ComponentSpecification
Nodes4× Framework Desktop
APUAMD Ryzen AI Max+ 395 (gfx1151)
RAM per node128GB unified
VRAM per node (TTM)120GB
Total cluster VRAM480GB
ModelKimi K2.5 (Q2_K_XL, 375GB)
Inference enginellama.cpp with ROCm 7.0.2
Interconnect5Gbps Ethernet
OSUbuntu 24.04.3 LTS

The TTM Trick

The standard BIOS limit for dedicated VRAM on these systems is 96GB per node (384GB total) — not enough to fit the 375GB model with adequate headroom. AMD’s workaround uses the Linux Translation Table Manager kernel parameter (ttm.pages_limit) combined with amdgpu.gttsize to push the GPU-addressable allocation to 120GB per node. This is a boot-time kernel parameter change, not a runtime hack, and the allocation is verified via dmesg after reboot 1.

The math: 480GB of cluster VRAM for a 375GB model leaves roughly 105GB for KV cache and context. The guide demonstrates a 32,768-token context window with flash attention enabled.

Software Stack

Two paths are documented: a pre-built binary route via the Lemonade SDK project (which ships nightly ROCm-enabled llama.cpp builds targeting gfx1151), and a manual source build using CMake with HIP, RPC, and rocWMMA flash attention flags 1. Both produce the same llama-cli, llama-server, and rpc-server binaries. The server variant exposes an OpenAI-compatible HTTP API, making integration with existing tooling straightforward.

What This Actually Means

This is not a datacenter story. Four desktop-class machines with consumer APUs — no discrete GPUs, no NVLink, no InfiniBand — running a trillion-parameter model over Ethernet. The practical takeaways:

  • Memory is the bottleneck, not compute. The Ryzen AI Max+ 395’s value proposition here is 128GB of unified memory per node, not raw FLOPS. Quantization (Q2_K_XL) does the heavy lifting on the parameter side.
  • llama.cpp RPC makes multi-node accessible. No custom distributed framework, no Kubernetes, no NCCL. One binary on each machine, a few command-line flags, and Ethernet.
  • Cost context matters. Four Framework Desktops with maxed-out RAM will run north of $10,000. A cloud H100 instance handles trillion-parameter inference without the cluster management. The value is in the “locally” part — air-gapped, no API dependency, full control.
  • The TTM override is Linux-only. Windows users are capped at 96GB per node via BIOS, which limits the model sizes that fit in a four-node cluster to roughly 370GB quantized.

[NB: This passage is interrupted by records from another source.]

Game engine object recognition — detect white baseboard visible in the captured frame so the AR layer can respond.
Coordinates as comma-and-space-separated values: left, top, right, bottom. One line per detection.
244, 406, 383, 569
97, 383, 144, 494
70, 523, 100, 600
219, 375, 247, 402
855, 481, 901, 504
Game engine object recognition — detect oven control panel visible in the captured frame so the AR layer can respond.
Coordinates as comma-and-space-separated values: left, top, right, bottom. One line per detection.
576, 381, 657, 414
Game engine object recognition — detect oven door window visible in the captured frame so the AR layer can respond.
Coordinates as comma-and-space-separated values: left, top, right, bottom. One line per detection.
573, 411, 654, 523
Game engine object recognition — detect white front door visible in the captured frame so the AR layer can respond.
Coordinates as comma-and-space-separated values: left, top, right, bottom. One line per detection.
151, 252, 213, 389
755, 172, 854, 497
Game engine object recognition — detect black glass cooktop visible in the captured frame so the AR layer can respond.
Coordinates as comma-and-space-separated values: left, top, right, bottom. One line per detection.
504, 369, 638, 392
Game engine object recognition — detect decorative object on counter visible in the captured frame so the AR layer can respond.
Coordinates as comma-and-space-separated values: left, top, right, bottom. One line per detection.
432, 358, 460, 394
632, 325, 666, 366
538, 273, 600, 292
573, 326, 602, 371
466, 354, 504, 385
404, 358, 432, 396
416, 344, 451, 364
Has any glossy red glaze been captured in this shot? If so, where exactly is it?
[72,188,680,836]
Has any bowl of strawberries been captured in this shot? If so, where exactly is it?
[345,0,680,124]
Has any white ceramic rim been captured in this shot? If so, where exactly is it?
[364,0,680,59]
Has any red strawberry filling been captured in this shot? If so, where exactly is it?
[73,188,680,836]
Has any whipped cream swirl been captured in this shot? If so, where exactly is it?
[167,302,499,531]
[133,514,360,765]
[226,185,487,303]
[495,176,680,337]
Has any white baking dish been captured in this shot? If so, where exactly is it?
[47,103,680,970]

For teams already running local inference on single Ryzen AI Max+ systems, this guide is a concrete blueprint for scaling out. For everyone else, it’s a benchmark for where consumer-grade AI hardware stands in 2026.

References


  1. AMD, “How to Run a One Trillion-Parameter LLM Locally on an AMD Ryzen AI Max+ Cluster,” AMD Developer Resources, 2026. https://www.amd.com/en/developer/resources/technical-articles/2026/how-to-run-a-one-trillion-parameter-llm-locally-an-amd.html ↩︎ ↩︎ ↩︎ ↩︎ ↩︎

Configuration details reflect a production environment at time of writing. Implementation specifics vary based on tooling versions, platform updates, and organizational requirements. Validate approaches against current documentation before deployment.